TENGKU ADNAN TENGKU MANSOR v. PP

[2022] 1 MLRA 1
Court of Appeal, Putrajaya
Suraya Othman, Abu Bakar Jais, Ahmad Nasfy Yasin JJCA
[Criminal Appeal No: W-05(SH)-440-12-2020]
Suraya Othman, Abu Bakar Jais, Ahmad Nasfy Yasin JJCA

JUDGMENT

Ahmad Nasfy Yasin JCA (Majority):

Introduction

[1] The appellant was charged before the Kuala Lumpur High Court, which charge reads as follows:

"That you, on 14 June 2016, at CIMB Bank Berhad, Pusat Bandar Damansara Branch, Level 1, Lot A4, Block A, Pusat Bandar Damansara, in the Federal Territory of Kuala Lumpur, being a public servant, Kuala Lumpur, being a public servant, to wit, the Minister for Federal Territories, accepted for yourself a valuables thing without consideration, to wit, the sum of RM2,000,000.00 from one Chai Kim Kong by way of a Hong Leong Islamic Bank cheque No 136822 belonging to Aset Kayamas Sdn Bhd that was deposited into CIMB Bank account no 8001179747 belonging to Tadmansori Holding Sdn Bhd in which you had an interest, when you knew that Aset Kayamas Sdn Bhd had a connection with your official function, and you have thereby committed and offence punishable under s 165 of the Penal Code"
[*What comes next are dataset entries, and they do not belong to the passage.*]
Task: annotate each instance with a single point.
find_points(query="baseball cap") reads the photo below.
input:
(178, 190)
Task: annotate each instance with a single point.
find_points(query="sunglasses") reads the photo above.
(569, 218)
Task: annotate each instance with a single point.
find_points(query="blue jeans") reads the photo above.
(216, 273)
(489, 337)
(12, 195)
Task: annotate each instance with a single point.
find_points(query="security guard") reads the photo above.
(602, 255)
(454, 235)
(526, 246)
[2] At the end of the trial, the appellant was found guilty and was convicted. He was sentenced to 12 months of imprisonment and a fine of RM2,000,000.00 and in default six months' imprisonment.

[3] The appellant appealed against the conviction and sentence. We heard the appeal. After carefully considering all the submissions, in writing and that made orally by both parties, we came to a decision, which is not unanimous. By a majority we allowed the appeal. Our learned brother, Abu Bakar Jais, JCA dissents and rendered his brief grounds in affirming the decision of the court below. We have, in announcing our decision earlier rendered our broad grounds. The following are our full grounds for the majority. We will, where necessary comment on the brief grounds furnished by our learned brother, as at the time of writing these grounds, we have not the advantage of reading his full grounds. Needless to say, where we find it necessary, we will provide a response thereto, following the precedent by the majority in Federal Court in the case of R Rama Chandran v. The Industrial Court of Malaysia & Anor [1996] 1 MELR 71; [1996] 1 MLRA 725; [1997] 1 MLJ 145; [1997] 1 CLJ 147; [1997] 1 AMR 433.